Gabriella García-Pardo
New America Fellow, 2026
New America 2026 Fellow Gabriella García-Pardo spoke about her forthcoming film, FENCED, for “Three questions” in The Fifth Draft, the Fellows Program’s monthly newsletter. García-Pardo is a Colombian-American filmmaker whose work explores land, identity, and belonging.
Your fellowship project and forthcoming film FENCED touches on everything from community land trusts and zoning reforms to Indigenous land sovereignty. What policy questions do you hope it will drive lawmakers, voters, and community organizers to start asking?

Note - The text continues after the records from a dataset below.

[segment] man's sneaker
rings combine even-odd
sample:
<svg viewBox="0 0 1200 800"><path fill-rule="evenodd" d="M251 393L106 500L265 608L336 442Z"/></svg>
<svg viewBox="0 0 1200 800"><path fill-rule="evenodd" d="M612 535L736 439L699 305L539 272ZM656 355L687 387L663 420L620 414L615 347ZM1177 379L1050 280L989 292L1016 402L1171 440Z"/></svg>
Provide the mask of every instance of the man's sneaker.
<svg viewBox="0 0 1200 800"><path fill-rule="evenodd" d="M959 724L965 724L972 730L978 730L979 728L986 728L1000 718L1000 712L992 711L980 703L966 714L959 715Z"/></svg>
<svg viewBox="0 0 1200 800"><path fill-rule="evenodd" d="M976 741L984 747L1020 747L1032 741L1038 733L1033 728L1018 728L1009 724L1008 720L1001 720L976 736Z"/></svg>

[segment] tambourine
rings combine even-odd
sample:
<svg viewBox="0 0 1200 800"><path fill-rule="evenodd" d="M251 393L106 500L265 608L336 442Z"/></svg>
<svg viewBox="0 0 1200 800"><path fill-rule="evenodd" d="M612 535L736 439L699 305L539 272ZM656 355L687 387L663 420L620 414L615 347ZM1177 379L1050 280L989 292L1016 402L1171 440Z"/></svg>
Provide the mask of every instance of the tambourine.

FENCED doesn’t offer policy solutions, but instead asks what our policies reveal about our values. I hope it pushes viewers and lawmakers to question who gets to define boundary lines and what collective forms of stewardship might look like instead. The film highlights how zoning, conservation, and development often reproduce racial and economic limits under the guise of “order.” That, without them, there would be utter chaos. I want audiences to ask: What would it mean to plan for permeability instead of rigidity or exclusion? To see land and other beings as something/someone to be in relationship with, not to own or extract from.
As a first-time feature director, I’ve had to step across the boundaries of being a cinematographer and producer to let my voice and presence seep into the frame.
Directing your first feature-length documentary film probably means trespassing on a few comfort zones of your own. So far, which boundary —creative, emotional, logistical, or literal—did you need to cross often, and how has that influenced the way you now tell stories?
This film has stretched me in each of those realms, and beyond: creatively, emotionally, logistically, physically, and professionally. As a first-time feature director, I’ve had to step across the boundaries of being a cinematographer and producer to let my voice and presence seep into the frame. Each step of the way, I’ve challenged my own notions of filmmaking and temptations to control the process in order to feel safer. I’m often asked what answers this film will provide. How will it end? How many places will you go? Are fences good or bad? But I have a growing allergy to the expectation that most stories should be character-driven or heroes’ journeys. I want to soak in nonlinear approaches that play around within an inherently linear form.
The film moves between observing life unfold and then talking directly to the people living it. What made that combination of cinematographic approaches essential for this story?
Our approach of creating a visual language, only to break from it unexpectedly, feels right because FENCED is about challenging rigid rulemaking. We follow a group of guiding questions through exploration, not enforcement. My goal is to create an experience that’s as interactive as possible. Meaning, the moments on screen aren’t meant to be passively absorbed, but questioned. And the ideas expressed come from multiple points of view. The images are juxtaposed in a visual conversation between the screen and the audience. After seeing the film, people will hopefully go about their days churning these ideas around and noticing the fences and lines that surround their unique lives.